Before (GRPO): The model learns from groups of one-shot answers; it improves but still misses easy late fixes.
After (iGRPO): The model learns to condition on its own best try and specifically practice going from “almost right” to “exactly right.”

Why it works (intuition without equations):

Dynamic self-conditioning means the guide gets better as the model gets better. Better guides make better refinements, creating a virtuous cycle (bootstrapping).
Group normalization keeps the signal strong: we prefer refinements that beat the current best.
Clipping and KL regularization keep updates stable while still letting the policy explore.

Building blocks (mini-sandwiches):

🍞 Hook: You know how teachers grade tests with a simple right/wrong? 🥬 Concept (Reward Function): A binary or graded score that tells the model how good an answer was; steps: extract final answer, compare to key (or use a judge); matters because learning needs a clear goal. 🍞 Anchor: “1 if 42, else 0.”
🍞 Hook: Comparing friends’ times after a race shows who did relatively better. 🥬 Concept (Group-Normalized Advantage): We compare scores inside the sampled group and favor above-average ones; steps: compute mean, std, normalize; matters because it gives a strong, stable learning signal. 🍞 Anchor: Getting a gold star when you beat the group’s average.
🍞 Hook: Don’t sprint too fast on the first lap. 🥬 Concept (Clipping & KL Guardrails): Limit how big each update is and stay near a reference policy; matters because it prevents training from wobbling. 🍞 Anchor: Training wheels on a bike.
🍞 Hook: Keep trying options before settling. 🥬 Concept (Entropy & Exploration): Higher mid-training entropy means the model still considers alternatives; matters because it avoids early overconfidence. 🍞 Anchor: Sampling a few ice-cream flavors before choosing.

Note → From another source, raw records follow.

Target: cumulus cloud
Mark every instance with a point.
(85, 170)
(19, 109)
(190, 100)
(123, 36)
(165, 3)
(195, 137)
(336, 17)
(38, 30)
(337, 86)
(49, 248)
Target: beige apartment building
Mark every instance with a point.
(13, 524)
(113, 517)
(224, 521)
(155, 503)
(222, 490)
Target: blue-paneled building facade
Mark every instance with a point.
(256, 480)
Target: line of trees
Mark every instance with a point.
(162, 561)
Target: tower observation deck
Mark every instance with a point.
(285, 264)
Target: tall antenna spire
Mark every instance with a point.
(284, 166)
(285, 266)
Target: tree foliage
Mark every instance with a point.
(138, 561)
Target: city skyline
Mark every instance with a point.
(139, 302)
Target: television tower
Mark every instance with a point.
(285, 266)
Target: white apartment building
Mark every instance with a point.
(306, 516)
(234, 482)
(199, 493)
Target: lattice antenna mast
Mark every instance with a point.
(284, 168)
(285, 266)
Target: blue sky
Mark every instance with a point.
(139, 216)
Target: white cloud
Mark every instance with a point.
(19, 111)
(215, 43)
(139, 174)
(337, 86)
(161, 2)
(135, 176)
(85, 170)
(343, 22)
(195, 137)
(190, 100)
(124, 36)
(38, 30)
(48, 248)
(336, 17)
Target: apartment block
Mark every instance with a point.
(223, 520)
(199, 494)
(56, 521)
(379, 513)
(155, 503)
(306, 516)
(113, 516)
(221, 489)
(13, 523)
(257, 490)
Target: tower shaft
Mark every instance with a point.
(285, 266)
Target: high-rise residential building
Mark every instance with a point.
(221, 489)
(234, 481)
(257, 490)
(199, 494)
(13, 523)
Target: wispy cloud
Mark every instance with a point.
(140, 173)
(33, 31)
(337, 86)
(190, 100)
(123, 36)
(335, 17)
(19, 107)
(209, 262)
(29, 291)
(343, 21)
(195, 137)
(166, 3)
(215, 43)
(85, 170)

🍞 Bottom Bread (Anchor): On AIME math, the model first finds its best draft, then learns patterns that finish the last tricky step correctly more often, boosting scores without extra test-time steps.

03Methodology

At a high level: Prompt → Stage 1 (Exploratory Drafts) → Pick Best Draft → Stage 2 (Conditioned Refinements) → Update Policy → Better One-Shot Answers at Test Time.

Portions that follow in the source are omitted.